Today, I've been bitten again by the fact that I can write

{-# LANGUAGE GeneralisedNewtypeDeriving #-}
{-# LANGUAGE RoleAnnotations #-}

module Lib where

import Data.Coerce

class C a where
  emp :: a

instance C [a] where
  emp = []

newtype MyList a = MyList [a]
  deriving C
type role MyList representational -- just to be sure this isn't an issue

But I can't write

empty :: [a]
empty = []

myEmpty :: MyList a
myEmpty = coerce empty

It works if I insert the necessary -XTypeApplications.

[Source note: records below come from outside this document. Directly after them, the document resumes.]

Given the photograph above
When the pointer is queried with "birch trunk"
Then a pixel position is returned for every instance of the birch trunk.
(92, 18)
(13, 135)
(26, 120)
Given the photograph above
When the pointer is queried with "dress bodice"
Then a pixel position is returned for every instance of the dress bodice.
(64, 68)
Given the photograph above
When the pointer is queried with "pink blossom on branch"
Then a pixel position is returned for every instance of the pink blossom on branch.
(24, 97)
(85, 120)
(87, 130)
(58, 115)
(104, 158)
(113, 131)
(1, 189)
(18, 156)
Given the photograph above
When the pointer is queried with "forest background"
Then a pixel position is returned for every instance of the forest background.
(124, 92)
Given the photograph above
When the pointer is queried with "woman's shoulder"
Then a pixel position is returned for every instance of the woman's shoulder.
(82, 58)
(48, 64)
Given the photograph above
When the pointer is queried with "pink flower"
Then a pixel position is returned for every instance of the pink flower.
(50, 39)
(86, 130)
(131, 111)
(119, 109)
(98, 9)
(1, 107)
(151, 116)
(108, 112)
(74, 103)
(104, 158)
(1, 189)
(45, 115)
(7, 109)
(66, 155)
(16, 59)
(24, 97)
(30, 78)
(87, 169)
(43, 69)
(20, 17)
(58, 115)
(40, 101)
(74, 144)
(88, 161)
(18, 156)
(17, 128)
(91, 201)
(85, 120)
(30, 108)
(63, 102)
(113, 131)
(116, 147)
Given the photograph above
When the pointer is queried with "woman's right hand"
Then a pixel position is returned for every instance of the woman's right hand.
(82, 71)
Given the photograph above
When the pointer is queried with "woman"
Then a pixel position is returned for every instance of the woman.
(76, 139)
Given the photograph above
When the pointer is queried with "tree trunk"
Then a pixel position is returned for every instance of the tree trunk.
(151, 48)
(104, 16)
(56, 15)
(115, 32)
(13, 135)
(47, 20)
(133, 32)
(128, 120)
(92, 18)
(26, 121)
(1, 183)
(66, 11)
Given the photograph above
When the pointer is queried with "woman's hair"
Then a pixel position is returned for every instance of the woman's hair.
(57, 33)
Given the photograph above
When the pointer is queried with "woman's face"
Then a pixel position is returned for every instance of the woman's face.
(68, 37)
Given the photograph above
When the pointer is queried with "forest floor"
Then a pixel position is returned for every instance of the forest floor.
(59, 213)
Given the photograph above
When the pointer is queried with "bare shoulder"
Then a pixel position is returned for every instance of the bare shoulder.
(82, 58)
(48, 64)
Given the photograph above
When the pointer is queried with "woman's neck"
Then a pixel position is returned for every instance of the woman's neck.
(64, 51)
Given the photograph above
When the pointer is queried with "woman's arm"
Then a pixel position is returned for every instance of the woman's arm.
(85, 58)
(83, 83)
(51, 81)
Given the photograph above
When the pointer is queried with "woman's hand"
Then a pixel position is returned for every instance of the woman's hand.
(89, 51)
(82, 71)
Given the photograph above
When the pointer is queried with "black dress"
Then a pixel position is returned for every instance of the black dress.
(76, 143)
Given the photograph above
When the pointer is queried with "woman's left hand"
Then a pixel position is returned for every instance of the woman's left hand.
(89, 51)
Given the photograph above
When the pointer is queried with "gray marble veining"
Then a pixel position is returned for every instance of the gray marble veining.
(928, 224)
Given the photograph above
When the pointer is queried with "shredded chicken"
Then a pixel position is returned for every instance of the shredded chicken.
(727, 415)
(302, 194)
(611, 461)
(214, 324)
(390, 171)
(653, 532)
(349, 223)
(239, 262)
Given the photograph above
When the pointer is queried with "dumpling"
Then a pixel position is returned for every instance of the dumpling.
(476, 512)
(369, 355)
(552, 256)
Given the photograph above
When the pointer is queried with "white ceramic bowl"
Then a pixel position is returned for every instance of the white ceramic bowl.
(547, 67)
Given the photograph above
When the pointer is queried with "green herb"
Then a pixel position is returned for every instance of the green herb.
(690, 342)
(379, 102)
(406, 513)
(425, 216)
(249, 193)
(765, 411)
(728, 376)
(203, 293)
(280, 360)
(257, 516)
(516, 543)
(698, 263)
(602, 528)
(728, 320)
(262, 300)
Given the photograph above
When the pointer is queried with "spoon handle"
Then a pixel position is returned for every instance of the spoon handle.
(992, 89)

But that is so ugly! I really want it to be inferred for me, just as the deriving strategy does (and hence GHC already knows what to do):

==================== Derived instances ====================
Derived class instances:
  instance Lib.C (Lib.MyList a) where
    Lib.emp :: Lib.MyList a_ago
    Lib.emp
      = GHC.Prim.coerce
          @([a_ago]) @(Lib.MyList a_ago) (Lib.emp @([a_ago]))

This came up while I wanted to have

newtype Prio = Prio Int
newtype PrioMap a = PrioMap (IntMap a)

insertPrioMap :: Prio -> a -> PrioMap a -> PrioMap a
insertPrioMap = coerce IntMap.insert

Which also doesn't work without further elaboration.